[cap-talk] controversial article
Matej Kosik
kosik at fiit.stuba.sk
Fri Jul 3 09:29:59 EDT 2009
Mark Miller wrote:
> On Thu, Jul 2, 2009 at 5:03 AM, Matej Kosik <kosik at fiit.stuba.sk
> <mailto:kosik at fiit.stuba.sk>> wrote:
>
>
> I hope that it is correct to say that all object-capability programming
> languages can be used for creating software systems that are defensively
> consistent but none of these languages (or platforms) can be used for
> creating defensively correct software systems. (?)
>
>
> AFAIK, that is true. I am not aware of any ocap *languages* that attempt
> to address this.
>
>
> What about defensive correctness?
> Are there platforms that can be used for building defensively correct
> software systems? (distributed or at least non-distributed).
>
>
> Non-distributed platforms, yes. All the members of the KeyKOS family
> (KeyKOS, EROS, GuardOS, CapROS, Coyotos) do/did a brilliant job at this.
>
> Inherent in their approach, the kernel does no implicit allocation. All
> are based on rendezvous rather than asynchronous messages, and so no
> kernel buffering of messages is implied.
I have added this paragraph:
<text>
All members of the KeyKOS family of operating systems
(KeyKOS, EROS, CapROS, Coyotos) achieved defensive correctness.

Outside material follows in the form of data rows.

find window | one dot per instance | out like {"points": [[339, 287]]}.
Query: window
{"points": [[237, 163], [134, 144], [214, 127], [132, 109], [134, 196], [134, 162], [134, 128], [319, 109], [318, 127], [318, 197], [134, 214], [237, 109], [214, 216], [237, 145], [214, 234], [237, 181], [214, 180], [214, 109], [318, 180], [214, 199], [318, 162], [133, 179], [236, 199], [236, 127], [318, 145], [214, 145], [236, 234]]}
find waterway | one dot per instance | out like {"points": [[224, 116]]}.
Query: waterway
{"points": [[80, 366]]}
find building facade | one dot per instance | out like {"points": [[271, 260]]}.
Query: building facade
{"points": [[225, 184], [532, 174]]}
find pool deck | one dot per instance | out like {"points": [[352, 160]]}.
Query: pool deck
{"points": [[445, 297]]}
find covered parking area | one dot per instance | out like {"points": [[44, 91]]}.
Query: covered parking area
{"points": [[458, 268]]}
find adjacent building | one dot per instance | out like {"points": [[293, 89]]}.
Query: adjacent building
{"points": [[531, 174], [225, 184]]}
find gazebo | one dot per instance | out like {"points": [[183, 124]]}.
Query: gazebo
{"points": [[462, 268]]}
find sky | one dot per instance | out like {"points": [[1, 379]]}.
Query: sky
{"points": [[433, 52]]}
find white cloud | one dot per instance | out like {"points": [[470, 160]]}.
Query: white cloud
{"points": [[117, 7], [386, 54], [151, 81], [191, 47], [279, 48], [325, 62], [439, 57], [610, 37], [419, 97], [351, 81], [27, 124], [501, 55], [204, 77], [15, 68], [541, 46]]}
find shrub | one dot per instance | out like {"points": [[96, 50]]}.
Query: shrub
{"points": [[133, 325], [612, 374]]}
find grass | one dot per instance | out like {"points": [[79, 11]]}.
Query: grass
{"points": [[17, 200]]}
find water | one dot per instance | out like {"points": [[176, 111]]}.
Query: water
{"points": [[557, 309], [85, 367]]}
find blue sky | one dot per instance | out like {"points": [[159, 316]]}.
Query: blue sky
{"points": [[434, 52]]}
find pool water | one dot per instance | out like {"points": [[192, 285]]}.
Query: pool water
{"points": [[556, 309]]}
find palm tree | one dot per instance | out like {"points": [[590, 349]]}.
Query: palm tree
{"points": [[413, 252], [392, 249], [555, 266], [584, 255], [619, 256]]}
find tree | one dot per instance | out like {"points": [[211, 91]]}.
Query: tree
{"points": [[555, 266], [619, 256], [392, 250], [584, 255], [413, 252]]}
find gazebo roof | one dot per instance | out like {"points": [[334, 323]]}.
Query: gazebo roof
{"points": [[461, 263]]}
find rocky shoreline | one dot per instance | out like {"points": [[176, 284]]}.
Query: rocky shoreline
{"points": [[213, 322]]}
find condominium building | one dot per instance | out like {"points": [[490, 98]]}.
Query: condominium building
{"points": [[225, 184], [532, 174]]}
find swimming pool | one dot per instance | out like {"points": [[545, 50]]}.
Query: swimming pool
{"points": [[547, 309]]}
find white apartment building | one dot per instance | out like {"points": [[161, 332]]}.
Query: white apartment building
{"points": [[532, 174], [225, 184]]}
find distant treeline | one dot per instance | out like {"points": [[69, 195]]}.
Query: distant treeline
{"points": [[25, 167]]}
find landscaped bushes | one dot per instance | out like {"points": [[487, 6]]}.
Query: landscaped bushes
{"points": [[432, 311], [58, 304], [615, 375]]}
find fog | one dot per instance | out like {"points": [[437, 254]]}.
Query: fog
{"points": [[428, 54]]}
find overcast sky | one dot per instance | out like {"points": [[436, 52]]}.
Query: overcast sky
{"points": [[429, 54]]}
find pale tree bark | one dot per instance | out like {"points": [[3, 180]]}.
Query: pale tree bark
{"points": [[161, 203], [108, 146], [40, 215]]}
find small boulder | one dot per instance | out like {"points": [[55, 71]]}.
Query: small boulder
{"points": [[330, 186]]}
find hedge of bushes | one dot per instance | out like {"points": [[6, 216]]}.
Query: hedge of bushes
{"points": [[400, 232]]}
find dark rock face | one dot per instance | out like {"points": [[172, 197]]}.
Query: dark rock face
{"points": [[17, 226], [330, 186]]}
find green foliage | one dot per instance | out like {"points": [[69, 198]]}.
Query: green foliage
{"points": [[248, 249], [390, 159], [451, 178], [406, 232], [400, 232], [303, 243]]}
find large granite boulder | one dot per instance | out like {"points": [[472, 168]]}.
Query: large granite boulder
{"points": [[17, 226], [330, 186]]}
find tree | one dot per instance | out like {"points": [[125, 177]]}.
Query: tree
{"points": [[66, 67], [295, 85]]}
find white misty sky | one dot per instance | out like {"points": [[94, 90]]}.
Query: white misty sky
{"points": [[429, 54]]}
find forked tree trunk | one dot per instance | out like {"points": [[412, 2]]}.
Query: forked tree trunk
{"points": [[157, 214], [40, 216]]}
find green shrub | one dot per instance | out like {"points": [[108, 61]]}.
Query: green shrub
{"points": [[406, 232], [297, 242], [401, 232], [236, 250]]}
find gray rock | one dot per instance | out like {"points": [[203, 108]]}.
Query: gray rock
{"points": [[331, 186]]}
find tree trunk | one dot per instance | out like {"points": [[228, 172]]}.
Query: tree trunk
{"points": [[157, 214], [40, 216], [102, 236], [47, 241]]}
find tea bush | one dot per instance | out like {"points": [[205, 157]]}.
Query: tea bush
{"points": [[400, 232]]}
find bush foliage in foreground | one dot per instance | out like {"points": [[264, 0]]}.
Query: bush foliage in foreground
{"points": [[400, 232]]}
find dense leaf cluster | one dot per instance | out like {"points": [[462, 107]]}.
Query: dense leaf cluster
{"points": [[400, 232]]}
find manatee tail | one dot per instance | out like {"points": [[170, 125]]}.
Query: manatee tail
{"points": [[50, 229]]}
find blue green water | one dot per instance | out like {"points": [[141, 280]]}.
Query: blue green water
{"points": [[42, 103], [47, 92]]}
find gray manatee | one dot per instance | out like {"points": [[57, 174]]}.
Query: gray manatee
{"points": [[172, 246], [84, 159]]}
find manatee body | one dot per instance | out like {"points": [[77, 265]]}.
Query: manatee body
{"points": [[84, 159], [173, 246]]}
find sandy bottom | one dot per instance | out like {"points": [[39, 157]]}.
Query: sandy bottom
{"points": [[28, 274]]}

All are based on rendezvous rather than asynchronous messages,
and so no kernel buffering of messages is necessary.
We are interested how to enable asynchronous message passing
without disrupting the possibility to build defensively correct
software systems.
</text>
All the reasons for preferring asynchronous message passing as a basic
communication mechanism over synchronous rendezvous are not listed directly.
>
> Distributed defensive correctness over unreliable networks is, almost by
> definition of "unreliable", impossible.
>
> This suggests defining some possible approximations to defensive
> correctness:
>
> * Distributed defensive correctness in the absence of spontaneous
> partitions or crashes, where "spontaneous" means, not caused by the
> actions of the programs we are concerned with.
>
> * Defensive correctness up to resource exhaustion, which corresponds to
> the traditional concept of "liveness". Since this concept is well known
> in the literature, you may at least want to mention it, even if only to
> dismiss it.
I was confused for a while but now I think I see the connection.
Defensive consistency:
(if some server provides some service, the service will be always
appropriate)
is a "safety property". There are various safety properties and
defensive consistency is one of them.
Defensive correctness:
(it is guaranteed that server provides appropriate service for
all well behaving clients)
is a "liveness property". There are various liveness properties and
defensive correctness is one of them.
Right?
Other kinds of safety and liveness properties are discussed for example
here:
http://www.amazon.com/Concurrent-Programming-Principles-Greg-Andrews/dp/0805300864/ref=sr_1_1?ie=UTF8&s=books&qid=1246624767&sr=8-1
If there are many liveness properties, can you choose one particular
(e.g. as you suggest `Defensive correctness up to resource exhaustion'
and equate it with `liveness' ? That is why I was (I am) confused.